# Revisiting the Sphere Example

Based on our work in understanding consistency requirements of random geometric graphs and the relationship with the epsilon parameter, we study periodicity reconstruction using the connectivity parameter as studied before.

Study maximum persistence depending on the sliding window parameters.

Do the consistency results apply to geodesic distances on manifolds? The setting of this particular example is dynamic functions on the sphere. What should the optimal choice be for data on a $k$-manifold? For example the sphere embedded in R^3.

# Simulated Example 1

We should consider an example where the underlying graph structure also changes. Perhaps we could have an example: consider temperature on the earth as a function $T:[0,a] \rightarrow \mathbb{S}^2 \times \mathbb{R}.$ Suppose that the temperature is a periodic function, and it is observed around the world at random spots everyday. Hence, at each time, we get a network whose topology approximates that of the sphere. Its points have values determined by the function $T,$ and the edges could represent physical distance. Hence, we have a function that is sampled from a different set of locations at each time, giving rise to a dynamic network where the graph structure changes.

We define a set of sites, a collection of $N$ points on the sphere from which $T$ can be observed. However, the set of sites changes with time - on some measurement periods, only some sites will record data, and some sites will be added / drop out.

# Simulated Example 2

Repeat these examples in Euclidean space, rather than a manifold. Fix a isom-periodic function in R^3, or R^2, say, and a time varying collection of points that sample from this function. Construct the graph estimator via a random geometric graph

# creating graphs on spheres
create graphs on spheres. Go from a collection of points on the sphere to a network. Connect points that are closest to each other - does this give a planar embedding. No.

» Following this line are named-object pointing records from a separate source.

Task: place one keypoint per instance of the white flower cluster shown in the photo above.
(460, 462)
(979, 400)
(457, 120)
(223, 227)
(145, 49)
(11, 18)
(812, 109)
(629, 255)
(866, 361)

We instead sample a collection of poitns on the sphere, and compute its delaunay triangulation, which gives a triangulation of this graph on the sphere. We can compute this easily by taking the convex hull on the sphere. We can also fill in the (geodesic) distance between two points using the haversine formula.

In [1]:
import scipy.spatial as sp
from scipy import sparse
import numpy as np
%matplotlib notebook
import matplotlib.pyplot as plt
from mpl_toolkits.mplot3d import Axes3D

def sample_uniform_sphere(N):
    cds = np.random.normal(0,1,(N,3))
    normalized_cds = cds/np.reshape(np.sqrt(np.sum(cds**2,axis = 1)),(N,1))
    return normalized_cds

In [2]:
#verify that points are on sphere
points = sample_uniform_sphere(100)
fig = plt.figure(figsize = (5,5))
ax = Axes3D(fig)

ax.scatter(points[:,0],points[:,1],points[:,2])
plt.show()

<IPython.core.display.Javascript object>

In [3]:
# get the convex hull
hull = sp.ConvexHull(points)

fig = plt.figure(figsize = (5,5))
ax = Axes3D(fig)

for simplex in hull.simplices:
     ax.plot(points[simplex, 0], points[simplex, 1], points[simplex, 2], 'k-')
        
plt.show()

<IPython.core.display.Javascript object>

In [4]:
# get the adjacency graph of this triangulation
import itertools as itr

def simplex_list_to_adjacency_graph(simplex_list):
    pass

# simplex_list is an array of arrays
def simplex_list_to_edge_list(simplex_list):
    edges = set()
    for simplex in simplex_list:
        simp_edges = set(itr.combinations(simplex,2)) 
        edges = edges.union(simp_edges)
    return edges

In [5]:
# cds should be an array of size (3,)
def cartesian_to_spherical(cds):
    (x,y,z) = cds
    rho = np.sqrt(np.sum(cds**2))
    r = np.sqrt(x**2 + y**2)
    theta = np.arccos(x/r)
    phi = np.arcsin(r/rho)
    
    return (rho,phi,theta)

def cartesian_to_sphere_distance(cds1,cds2):
    (rho,lat1,lon1) = cartesian_to_spherical(cds1)
    (rho,lat2,lon2) = cartesian_to_spherical(cds2)
    
    dlon = lon2 - lon1
    dlat = lat2 - lat1
    
    a = np.sqrt(np.sin(dlat/2)**2 + np.cos(lat2)*np.cos(lat1)*np.sin(dlon/2)**2)
    c = np.arcsin(a)
    
    return 2*rho*c

In [6]:
# node weights are sampled from a periodic function on the sphere. sin(t + 2*pi*z)?
def periodic_northsouth_modulated(t,cds, T):
    """
    Parameters
    ----------
    t: float
        Time index
    cds: ndarray(N, 3)
        Cartesion coordinates of sphere points
    T: float
        Period of a cycle
    """
    rho, phi, theta = cartesian_to_spherical(cds)
    return 3 + 2*np.cos(2*np.pi*t/T + 2*phi)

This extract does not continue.